Your site probably isn't as large as Yahoo!, but it's probably experienced a similar evolution. Has your content outstripped your browsing systems? Do your site's users go insane trying to spot the right link on your site's hugely long category pages? Then perhaps the time has come for search.


Search helps fragmented sites

Powell's room after room after room of books is also a good analogy for the silos of content that make up so many intranets and large public sites. As is so often the case, each business unit has gone ahead and done its own thing, developing content haphazardly with few (if any) standards, and probably no metadata to support any sort of reasonable browsing.

If this describes your situation, you have a long road ahead of you, and search won't solve all of your problemslet alone your users' problems. But your highest priority should be to set up a search system to perform full-text indexing of as much cross-departmental content as possible. Even if it's only a stopgap, search will address your users' dire need for finding information regardless of which business unit actually owns it. Search will also help you, as the information architect, to get a better handle on what content is actually out there.


Search is a learning tool

Through search-log analysis, which we touched on in Chapter 6, you can gather useful data on what users actually want from your site, and how they articulate their needs (in the form of search queries). Over time you can analyze this valuable data to diagnose and tune your site's search system, other aspects of its information architecture, the performance of its content, and many other areas as well.
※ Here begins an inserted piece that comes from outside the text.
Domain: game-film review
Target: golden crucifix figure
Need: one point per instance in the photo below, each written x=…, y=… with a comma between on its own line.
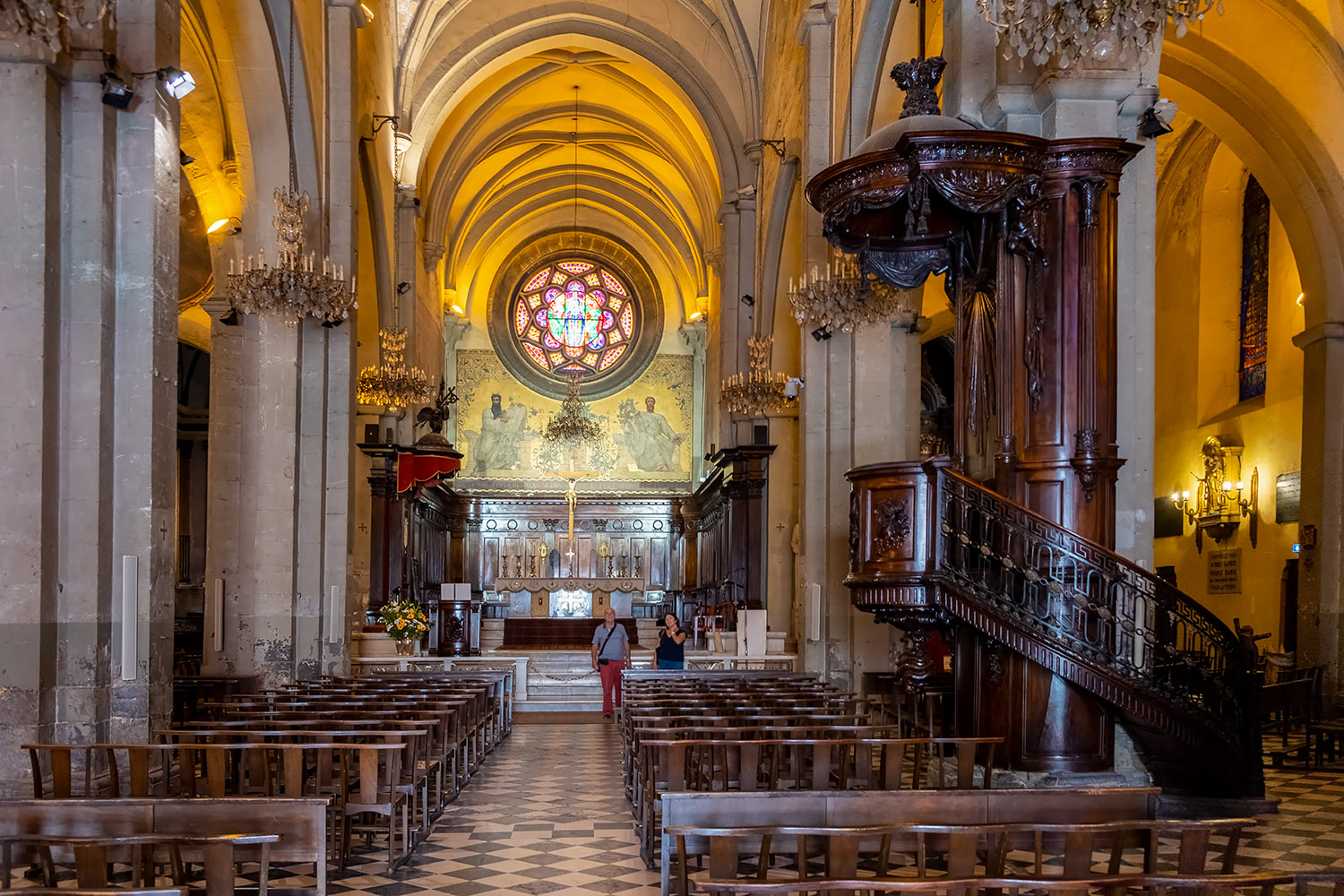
x=572, y=497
Search should be there because users expect it to be there

Your site probably doesn't contain as much content as Yahoo!, but if it's a substantial site, it probably merits a search engine. There are good reasons for this. Users won't always be willing to browse through your site's structure; their time is limited, and their cognitive-overload threshold is lower than you think. Interestingly, sometimes users won't browse for the wrong reasonsthat is, they search when they don't necessarily know what to search for and would be better served by browsing. But perhaps most of all, users expect that little search box wherever they go. It's a default convention, and it's hard to stand against the wave of expectations.


Search can tame dynamism

You should also consider creating a search system for your site if it contains highly dynamic content. For example, if your site is a web-based newspaper, you might be adding dozens of story files daily via a commercial newsfeed or some other form of content syndication. For this reason, you probably wouldn't have the time each day to manually catalog your content or maintain elaborate tables of contents and site indexes. A search engine could help you by automatically indexing the contents of the site once or many times daily. Automating this process ensures that users have quality access to your site's content, and you can spend time doing things other than manually indexing and linking the story files as they come in.